# Tweaked and FF1 Modems



## robindean (Nov 19, 2012)

I know, it's an age old issue but I've not found a thread that is dedicated to it specifically.

I'm making my first attempt at working with Tweaked after having already updated to the FF1 modems.

You probably already know that, based on this info, I'm running an EI2 kernel with an FF1 baseband.

So, my questions are:

1) Is there something I'm supposed to do to make the FF1 modems work nicely with Tweaked?

2) If #1 is a no-go, Is there a version of the EI2 baseband that can be flashed?


----------



## daventodd (Nov 29, 2011)

I'm guessing that we're running identical setups (RCHP's kernel on Tweaked v2.2 after the FF1 update). As per what I know, there is no way to revert to an older version of our radios. Since dev attention is limited, the Stratosphere radios have not been "cracked" (for lack of better words).

1) Since I can send/receive calls and texts and use data networks, the FF1 modems seem to "work nicely" IMO.

2) From what I've been told, if you've updated to FF1, there isn't a way to go back. EDIT: I just remembered about the Stock EI2 Recovery ROM that will get you back to full stock, but I'm not sure if it restores radios as well.


----------



## robindean (Nov 19, 2012)

Yeah, I've actually got the full stock rom sitting in wait, should I ever need to trade the phone in for one reason or another.

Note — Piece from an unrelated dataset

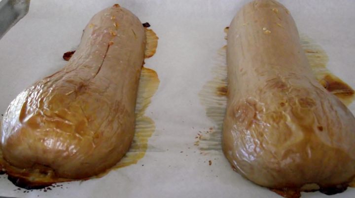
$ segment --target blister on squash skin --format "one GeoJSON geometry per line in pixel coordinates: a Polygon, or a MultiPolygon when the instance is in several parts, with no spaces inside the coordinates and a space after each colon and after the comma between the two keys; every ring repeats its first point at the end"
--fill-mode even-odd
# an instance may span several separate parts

If only there were a decent bridge between EI2 and FF1. Really, I'm mostly interested in overclocking and undervolting.

Until a solution is available, I'll skip Tweaked. I'd develop overclocking for FF1 myself if I knew how. I've never toyed with phones to that extent.


----------



## daventodd (Nov 29, 2011)

robindean said:


> Yeah, I've actually got the full stock rom sitting in wait, should I ever need to trade the phone in for one reason or another.
> 
> If only there were a decent bridge between EI2 and FF1. Really, I'm mostly interested in overclocking and undervolting.
> 
> Until a solution is available, I'll skip Tweaked. I'd develop overclocking for FF1 myself if I knew how. I've never toyed with phones to that extent.

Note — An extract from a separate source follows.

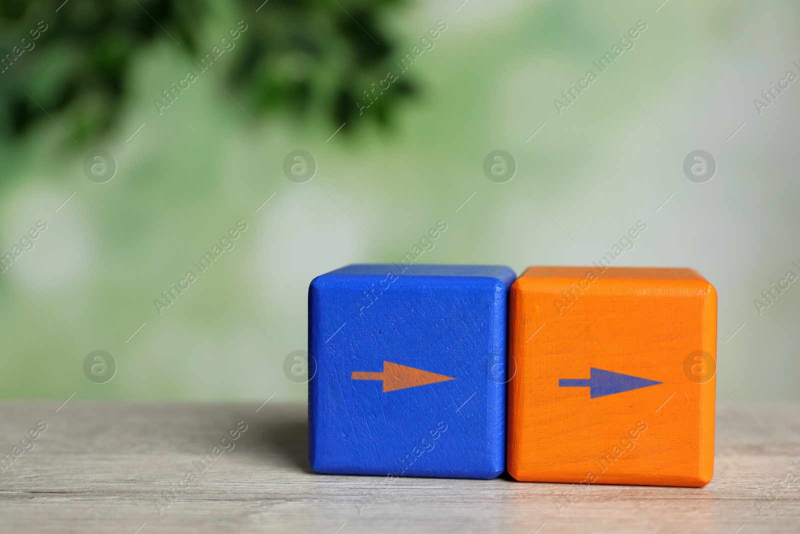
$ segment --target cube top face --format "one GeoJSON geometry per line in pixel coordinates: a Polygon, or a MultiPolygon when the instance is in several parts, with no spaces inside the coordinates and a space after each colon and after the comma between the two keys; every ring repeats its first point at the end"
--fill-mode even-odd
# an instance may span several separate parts
{"type": "Polygon", "coordinates": [[[509,472],[706,485],[716,339],[716,291],[690,269],[528,269],[510,294],[509,472]]]}
{"type": "Polygon", "coordinates": [[[506,464],[508,267],[350,266],[309,290],[318,472],[494,478],[506,464]],[[416,267],[416,268],[415,268],[416,267]]]}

Me and you both.. Until FF1 Tweaked comes out, it's either FF1 Stock deodexed or reverting to Tweaked v2.2


----------



## jcooler (Jan 15, 2013)

I'm in the same boat here. I just rooted my strat yesterday, for the first time. So, of course it already had the FF1 update applied. First, I installed Tweaked v2.2, and ran it for a little less than a day. I absolutely loved the ROM, but it didn't seem stable on my phone. It was freezing up, and just doing other "weird" stuff. And of course, the radio signal meters did not work, since the phone has the FF1 modems. So, after getting to see the "awesomeness" of tweaked v2.2, I was forced to abandon it, and go with the FF1 Rooted Deodexed Stock ROM. I'm really hopping that dwitherell will come out with a Tweaked FF1 Rom soon. The Stock ROM seems so boring now. 

-Jeremy


----------



## daventodd (Nov 29, 2011)

jcooler said:


> I'm in the same boat here. I just rooted my strat yesterday, for the first time. So, of course it already had the FF1 update applied. First, I installed Tweaked v2.2, and ran it for a little less than a day. I absolutely loved the ROM, but it didn't seem stable on my phone. It was freezing up, and just doing other "weird" stuff. And of course, the radio signal meters did not work, since the phone has the FF1 modems. So, after getting to see the "awesomeness" of tweaked v2.2, I was forced to abandon it, and go with the FF1 Rooted Deodexed Stock ROM. I'm really hopping that dwitherell will come out with a Tweaked FF1 Rom soon. The Stock ROM seems so boring now.
> 
> -Jeremy


I, too, had those random weird glitches. I used the v6 Supercharger script and it really helped the lag.
Sent from my SCH-I405 using Tapatalk 2


----------



## robindean (Nov 19, 2012)

I too installed that script (just now). I've never tried that before.

How much experience do you have with it on this phone?

What are ALL of your exact settings?

Mind you, I use tasker as well ... so what's best?


----------



## daventodd (Nov 29, 2011)

robindean said:


> I too installed that script (just now). I've never tried that before.
> 
> How much experience do you have with it on this phone?
> 
> ...


I just did 512 HP and let my judgement pick the rest. Nothing serious can happen as long as you pick the recommended settings.

Sent from my SCH-I405 using Tapatalk 2


----------